Puertas que no llegamos a abrir
La política me gusta desde que, mucho antes de saber leer, me sentaba a ojear el periódico (nunca mejor dicho) en mi bacinilla azul. Pero el caso es que, para que nos vamos a engañar, yo condiciones, lo que se dice condiciones políticas, tengo las mismas que para el medio fondo: ninguna. Para empezar, los mítines, las reuniones multitudinarias y las masas que no sean de hojaldre me producen espanto y estupefacción a partes iguales, tanto que ni siquiera voy al fútbol para no tener que escuchar sandeces que me recuerdan que nuestro periplo evolutivo desde el mono todavía está lejos (ay) de su última estación. Además, soy de vómito fácil, lo que me impide tragar cualquier cosa y tengo, aunque esté mal decirlo, una memoria excelente y una incontinencia verbal a prueba de bomba, así que acabarían teniendo que amordazarme para preservar la unidad del partido cuando, como suele ocurrir, alguno de los líderes empezara a proclamar como una verdad inmutable justo lo contrario de lo que prometía anteayer.

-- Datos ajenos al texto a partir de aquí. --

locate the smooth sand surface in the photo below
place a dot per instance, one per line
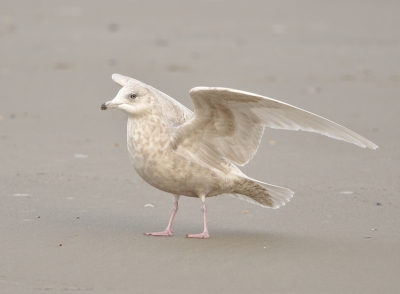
(65, 176)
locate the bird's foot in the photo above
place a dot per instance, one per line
(165, 233)
(203, 235)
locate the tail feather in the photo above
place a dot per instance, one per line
(262, 194)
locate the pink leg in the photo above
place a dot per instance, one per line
(205, 233)
(168, 231)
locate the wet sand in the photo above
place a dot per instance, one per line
(73, 209)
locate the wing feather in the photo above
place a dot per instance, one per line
(231, 123)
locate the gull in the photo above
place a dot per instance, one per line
(196, 154)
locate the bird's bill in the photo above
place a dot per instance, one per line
(108, 105)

A lo mejor todo esto es un prejuicio mío y es posible que, poco a poco, lentamente, me hubiera ido adaptando, hasta que un día apareciera una ventana emergente en mi cerebro que me avisara de que la realidad había completado su instalación. El caso es que a estas alturas de la película no tengo ninguna intención de averiguarlo, pero, si quieren que les diga la verdad y nada más que la verdad, algunas veces, cuando paso al lado de la sede del PSC, que está a menos de diez metros de mi trabajo, me quedo mirando esa puerta como si se tratara de una de las puertas de embarque de un aeropuerto y allí, al otro lado de un largo túnel con escaleras mecánicas, hubiera un avión que estuviera a punto de despegar con rumbo a un destino que jamás llegaré a conocer. Como si, entre toda la hojarasca del pasado removida por el viento, escuchara protestar a una de mis vidas no vividas por mi desidia y mi abandono.